Introduction

In November 2014, the American Psychological Association (APA) appointed David Hoffman, Esq., of the Chicago law firm Sidley Austin, to assess whether there was any factual support for the assertion that the APA engaged in covert activities that would constitute collusion with the Bush administration to promote, support, and/or facilitate the use of enhanced interrogation techniques by the United States in the war on terror.

When it was made available in July 2015, the report: https://web.archive.org/web/20200308055218/https://www.apa.org/independent-review/revised-report.pdf concluded that prominent psychologists worked closely with DoD to blunt dissent within the APA over an interrogation program that is now known to have included torture. It also found that APA staff colluded with the Pentagon to ensure that the association’s ethics policies were never stronger than the DoD’s own policies. The APA is revealed to be an organization that, while insisting on its impeccable human rights record and repeatedly arguing that its ethics code had prohibited participation in torture since 1987, continually revised the ethical guidelines in such a way that they did not depart in substance from DoD policies. In this way, the organization simultaneously made it possible for members to engage in coercive interrogations while actively shielding them from ethics complaints.

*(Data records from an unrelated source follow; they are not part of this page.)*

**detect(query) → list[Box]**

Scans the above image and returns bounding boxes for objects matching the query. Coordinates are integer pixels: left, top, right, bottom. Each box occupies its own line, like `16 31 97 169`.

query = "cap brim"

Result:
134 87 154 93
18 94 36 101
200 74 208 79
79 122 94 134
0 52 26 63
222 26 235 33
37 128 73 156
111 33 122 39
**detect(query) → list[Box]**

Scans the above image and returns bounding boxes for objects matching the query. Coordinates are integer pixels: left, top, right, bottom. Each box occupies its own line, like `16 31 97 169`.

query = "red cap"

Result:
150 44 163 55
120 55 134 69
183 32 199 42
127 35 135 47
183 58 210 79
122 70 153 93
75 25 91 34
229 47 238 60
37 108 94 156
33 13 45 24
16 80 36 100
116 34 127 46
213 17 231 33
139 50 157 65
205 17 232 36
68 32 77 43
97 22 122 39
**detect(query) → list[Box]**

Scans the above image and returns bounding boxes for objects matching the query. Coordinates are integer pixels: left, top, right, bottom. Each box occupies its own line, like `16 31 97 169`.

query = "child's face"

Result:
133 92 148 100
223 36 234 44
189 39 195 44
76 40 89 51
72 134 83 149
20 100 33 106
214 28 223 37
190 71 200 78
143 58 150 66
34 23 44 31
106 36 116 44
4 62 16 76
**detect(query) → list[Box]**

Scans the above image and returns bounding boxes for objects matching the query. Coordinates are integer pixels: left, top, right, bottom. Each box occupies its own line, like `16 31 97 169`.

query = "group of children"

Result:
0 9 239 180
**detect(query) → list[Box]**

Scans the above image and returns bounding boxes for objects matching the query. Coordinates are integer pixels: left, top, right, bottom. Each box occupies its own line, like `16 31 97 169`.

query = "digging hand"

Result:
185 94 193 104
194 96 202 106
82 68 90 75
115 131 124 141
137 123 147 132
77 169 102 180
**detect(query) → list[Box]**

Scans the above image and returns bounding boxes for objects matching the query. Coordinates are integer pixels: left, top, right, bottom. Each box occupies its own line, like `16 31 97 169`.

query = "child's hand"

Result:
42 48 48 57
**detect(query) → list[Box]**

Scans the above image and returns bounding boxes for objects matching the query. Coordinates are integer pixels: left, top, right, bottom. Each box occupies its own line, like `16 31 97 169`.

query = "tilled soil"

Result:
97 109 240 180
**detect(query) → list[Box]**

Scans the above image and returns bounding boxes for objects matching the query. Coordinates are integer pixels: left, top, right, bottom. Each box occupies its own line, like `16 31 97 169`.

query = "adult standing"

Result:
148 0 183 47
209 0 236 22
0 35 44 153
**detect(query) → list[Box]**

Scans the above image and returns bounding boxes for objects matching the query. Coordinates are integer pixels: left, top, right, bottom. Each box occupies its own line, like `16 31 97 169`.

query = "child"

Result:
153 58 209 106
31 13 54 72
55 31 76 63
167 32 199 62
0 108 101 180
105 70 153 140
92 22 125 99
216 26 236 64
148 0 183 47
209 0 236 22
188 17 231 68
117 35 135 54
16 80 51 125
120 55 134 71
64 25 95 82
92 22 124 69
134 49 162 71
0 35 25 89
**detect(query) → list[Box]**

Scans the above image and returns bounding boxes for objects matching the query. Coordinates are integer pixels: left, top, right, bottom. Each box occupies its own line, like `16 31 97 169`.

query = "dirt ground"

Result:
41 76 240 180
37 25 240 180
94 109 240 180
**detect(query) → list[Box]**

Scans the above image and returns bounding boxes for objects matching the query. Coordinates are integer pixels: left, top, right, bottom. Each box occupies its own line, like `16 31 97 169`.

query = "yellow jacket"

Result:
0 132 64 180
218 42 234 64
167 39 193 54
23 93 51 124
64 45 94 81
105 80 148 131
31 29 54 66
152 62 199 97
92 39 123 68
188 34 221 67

Coming as it did, a month before the APA’s annual August convention in 2015, the report gave the Board of Directors (BOD) an opportunity to entertain new motions that would address the most obvious ethical loopholes that Hoffman revealed, It was resolved that psychologists “shall not conduct, supervise, be in the presence of, or otherwise assist any national security interrogations for any military or intelligence entities, including private contractors working on their behalf, nor advise on conditions of confinement insofar as these might facilitate such an interrogation. Psychologists can only provide mental health services to military personnel or work for an independent third party to protect human rights at national security detention facilities deemed by the United Nations to be in violation of international law, such as the U.N. Convention Against Torture and the Geneva Conventions.”

Since its passage in August 2015, some members of Division 19, the Division of Military Psychology of the APA, have tried to overturn it either by introducing new motions to return psychologists to Guantanamo Bay or by challenging the Hoffman report in print. This website documents those attempts and summarizes our responses.